Moderator’s note: Here’s a chance for TeleBlog fans to put on their detective’s hats and crack this fun mystery. Given the caliber of our most attentive readers, I predict that the right answer will appear very soon. – David Rothman

Sherlock HolmesThe topic of text alteration during the creation of e-books has been discussed several times in the TeleRead blog—for example, here.

To offer a new example, a popular e-book in the Project Gutenberg archive that has been altered by the deletion of textual material from the original book. This textual modification was almost certainly not deliberately performed by the Gutenberg volunteers. Indeed, it seems likely that they are unaware of the modifications to the original text.

Bowdlerization alert

The simplest explanation for the existence of the cuts in the Gutenberg text is that an altered edition was used for scanning and proofreading. The editorial goal of the cuts was not simplification. Instead the cuts appear to be a modern form of bowdlerization. You may wish to guess the name of this famous book. Here are three hints to help:

Hint 01: The book and its sequels inspired multiple films and even a comic strip.
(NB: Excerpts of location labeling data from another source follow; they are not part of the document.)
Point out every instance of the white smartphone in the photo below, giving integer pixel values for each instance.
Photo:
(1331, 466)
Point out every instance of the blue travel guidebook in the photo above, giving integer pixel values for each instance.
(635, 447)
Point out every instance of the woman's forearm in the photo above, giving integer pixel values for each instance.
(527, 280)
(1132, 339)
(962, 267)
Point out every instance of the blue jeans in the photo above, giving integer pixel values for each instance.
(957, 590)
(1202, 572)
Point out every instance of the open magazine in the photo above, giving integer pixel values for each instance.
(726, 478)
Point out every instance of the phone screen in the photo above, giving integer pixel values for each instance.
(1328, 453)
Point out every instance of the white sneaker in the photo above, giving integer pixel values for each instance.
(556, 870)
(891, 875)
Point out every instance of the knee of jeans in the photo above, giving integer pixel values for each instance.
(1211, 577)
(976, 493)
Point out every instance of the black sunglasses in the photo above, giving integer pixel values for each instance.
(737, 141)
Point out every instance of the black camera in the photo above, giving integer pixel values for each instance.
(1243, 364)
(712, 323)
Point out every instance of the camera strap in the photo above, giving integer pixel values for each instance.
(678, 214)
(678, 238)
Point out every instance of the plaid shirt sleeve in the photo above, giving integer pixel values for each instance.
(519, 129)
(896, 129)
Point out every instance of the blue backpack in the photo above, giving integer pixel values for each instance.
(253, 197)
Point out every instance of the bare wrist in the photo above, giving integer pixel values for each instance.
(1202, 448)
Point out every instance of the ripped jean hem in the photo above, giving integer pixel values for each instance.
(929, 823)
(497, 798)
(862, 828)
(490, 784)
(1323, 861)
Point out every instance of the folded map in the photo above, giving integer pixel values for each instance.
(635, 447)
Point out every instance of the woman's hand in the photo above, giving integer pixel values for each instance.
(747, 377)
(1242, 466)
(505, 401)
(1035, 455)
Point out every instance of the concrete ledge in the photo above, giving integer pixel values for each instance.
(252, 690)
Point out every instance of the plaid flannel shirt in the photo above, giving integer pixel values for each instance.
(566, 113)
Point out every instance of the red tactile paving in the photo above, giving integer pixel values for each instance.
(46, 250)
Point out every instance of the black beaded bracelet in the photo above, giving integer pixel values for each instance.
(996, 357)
Hint 02: In the 1930s a film inspired by the book caused a scandal by displaying full-frontal nudity. The reaction evoked by this movie helped to catalyze Hollywood’s movement toward self-censorship in the following decades.

Hint 03: There is a district in California whose name is derived from this famous book.

Not criticizing PG volunteers

Please note that I am not criticizing the superb work of the Project Gutenberg volunteers. But I do think that it would be wonderful if e-books created by scanning included careful descriptions of general provenance with edition numbers, publisher names, and dates. For the work under discussion, I think that an e-book based on the original would be a great addition to the Project Gutenberg archive and other archives. Of course, the archiving of e-books based on expurgated editions is also valuable for understanding cultural mores, taboos and more.

I will reveal the title of the book if it is not deduced. Also, if there is a modicum of interest, I can describe the cuts that were made to the original text and suggest why they were made.

Another moderator’s note: The TeleBlog welcomes reader contributions, especially gems like the one above. We’ll not use your real name if you prefer anonymity, just so your facts are verifiable.

Photo credit: Creative Commons-licensed photo by Cindy Andrie.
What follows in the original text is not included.